The permit details conditions of where bee material may be imported from and specific conditions for the importation. Conditions may differ significantly depending on origin and material to be imported. If bees are to be imported from outside of Canada a permit from the Canadian Food Inspection Agency (CFIA) is required before a NS Permit will be issued.

No permit is required to move bees from mainland NS to Cape Breton. However Cape Breton has limited exposure to varroa mites and the Cape Breton Organic Beekeepers' Cooperative (CBOBC) are trying to limit further exposure of varroa mites to Cape Breton. To this end they are making efforts to supply honey bees to beekeepers in Cape Breton from bee stock already on the Island. Visit the CBOBC web site for more information.

What is a swarm and what should I do if I find one?
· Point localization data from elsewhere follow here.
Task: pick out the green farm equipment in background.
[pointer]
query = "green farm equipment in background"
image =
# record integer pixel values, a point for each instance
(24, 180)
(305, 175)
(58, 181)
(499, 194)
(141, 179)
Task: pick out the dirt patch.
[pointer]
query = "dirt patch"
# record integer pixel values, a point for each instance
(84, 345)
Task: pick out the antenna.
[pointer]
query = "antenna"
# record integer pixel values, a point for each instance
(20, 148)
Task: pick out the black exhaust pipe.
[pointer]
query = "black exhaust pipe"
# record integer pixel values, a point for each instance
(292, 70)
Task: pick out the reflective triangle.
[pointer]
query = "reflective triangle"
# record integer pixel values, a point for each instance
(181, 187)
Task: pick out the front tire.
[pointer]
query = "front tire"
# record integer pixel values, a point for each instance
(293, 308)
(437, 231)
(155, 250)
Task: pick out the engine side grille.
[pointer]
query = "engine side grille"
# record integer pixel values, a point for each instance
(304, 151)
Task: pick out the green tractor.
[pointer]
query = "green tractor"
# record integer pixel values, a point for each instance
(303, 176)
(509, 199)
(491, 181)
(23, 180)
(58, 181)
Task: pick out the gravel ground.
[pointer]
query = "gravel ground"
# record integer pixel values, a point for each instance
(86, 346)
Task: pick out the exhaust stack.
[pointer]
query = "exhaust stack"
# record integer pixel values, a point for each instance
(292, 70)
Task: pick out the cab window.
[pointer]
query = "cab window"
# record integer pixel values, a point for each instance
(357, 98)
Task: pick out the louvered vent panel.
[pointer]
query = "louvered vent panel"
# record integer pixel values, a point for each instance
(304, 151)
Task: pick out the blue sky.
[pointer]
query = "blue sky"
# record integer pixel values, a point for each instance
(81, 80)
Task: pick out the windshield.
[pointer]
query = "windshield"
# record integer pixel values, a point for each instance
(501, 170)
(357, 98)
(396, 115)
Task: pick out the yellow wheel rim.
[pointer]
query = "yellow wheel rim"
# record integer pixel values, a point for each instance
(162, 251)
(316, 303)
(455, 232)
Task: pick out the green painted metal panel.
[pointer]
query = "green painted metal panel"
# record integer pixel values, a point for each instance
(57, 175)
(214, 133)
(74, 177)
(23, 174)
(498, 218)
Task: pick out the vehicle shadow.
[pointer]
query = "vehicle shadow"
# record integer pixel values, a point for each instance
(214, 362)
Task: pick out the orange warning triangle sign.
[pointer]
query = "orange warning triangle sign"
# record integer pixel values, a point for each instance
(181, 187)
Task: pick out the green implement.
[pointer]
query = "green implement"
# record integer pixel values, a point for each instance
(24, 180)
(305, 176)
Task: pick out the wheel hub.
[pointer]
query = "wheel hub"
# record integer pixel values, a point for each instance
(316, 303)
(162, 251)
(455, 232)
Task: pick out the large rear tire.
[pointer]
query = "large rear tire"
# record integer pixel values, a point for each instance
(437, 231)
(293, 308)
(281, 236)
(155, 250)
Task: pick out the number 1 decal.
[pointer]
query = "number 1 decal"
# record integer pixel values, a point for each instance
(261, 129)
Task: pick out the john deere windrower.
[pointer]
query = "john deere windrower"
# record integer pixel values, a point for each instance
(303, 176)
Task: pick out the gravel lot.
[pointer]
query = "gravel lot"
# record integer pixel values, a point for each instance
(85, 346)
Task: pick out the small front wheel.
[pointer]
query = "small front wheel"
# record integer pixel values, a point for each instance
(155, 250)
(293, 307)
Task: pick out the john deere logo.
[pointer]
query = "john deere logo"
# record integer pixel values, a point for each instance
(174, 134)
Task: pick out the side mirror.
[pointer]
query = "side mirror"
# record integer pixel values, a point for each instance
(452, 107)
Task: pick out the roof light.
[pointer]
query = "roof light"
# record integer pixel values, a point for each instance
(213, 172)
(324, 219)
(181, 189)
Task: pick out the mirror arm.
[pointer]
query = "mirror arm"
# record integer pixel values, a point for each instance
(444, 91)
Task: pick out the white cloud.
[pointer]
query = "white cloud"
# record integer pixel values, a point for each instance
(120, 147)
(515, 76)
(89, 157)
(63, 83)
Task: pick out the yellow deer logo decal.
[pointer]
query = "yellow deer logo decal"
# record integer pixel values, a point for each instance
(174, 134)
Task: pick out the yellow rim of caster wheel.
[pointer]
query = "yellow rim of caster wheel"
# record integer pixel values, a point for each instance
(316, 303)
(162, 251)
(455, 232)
A swarm in very basic terms is a large group of worker honeybees with a queen looking for a new home. There are several reasons as to why honeybees swarm but it mainly comes down to a basic survival instinct where the bees reproduce at the colony level thereby creating two or more colonies from one. Honeybees have a virtual population explosion in the spring thereby creating very crowded conditions in a short time. This overcrowding will put the bees into swarm mode. Approximately two weeks before a swarm issues from a hive the bees start preparations by raising new queens in the hive and limiting the old queen's food intake to limit her egg laying, and slim her down so she is able to fly with the swarm. Just before the new queens start to emerge from their cells, providing the weather is favourable, the old queen and approximately half of the bees will leave the hive in a large roaring, swirling cluster. The queen will generally fly a short distance from the hive and land on a tree limb or any other convenient object and the workers will form a tight cluster all around the queen. These clusters can be as small as a baseball or as large as a soccer ball or larger, and are what are referred to as a swarm of bees. The bees will remain in this cluster for several hours or several days until they decide on a new home location, at which point they will take flight and go to their new home and start a new colony. Swarms are most common in late spring and to a lesser extent in late summer but may happen at any time between late spring and early fall. If you happen to find a swarm of bees here are a few suggestions as to what to do:

Stay a safe distance away and do not disturb the bees. In most cases the bees will be gone in a few hours, but in some cases the cluster may hang there for several days.
If you know a beekeeper in your area you may want to notify her or him to see if they want to remove or capture the swarm. Otherwise, it is best to leave the bees alone and let nature take its course.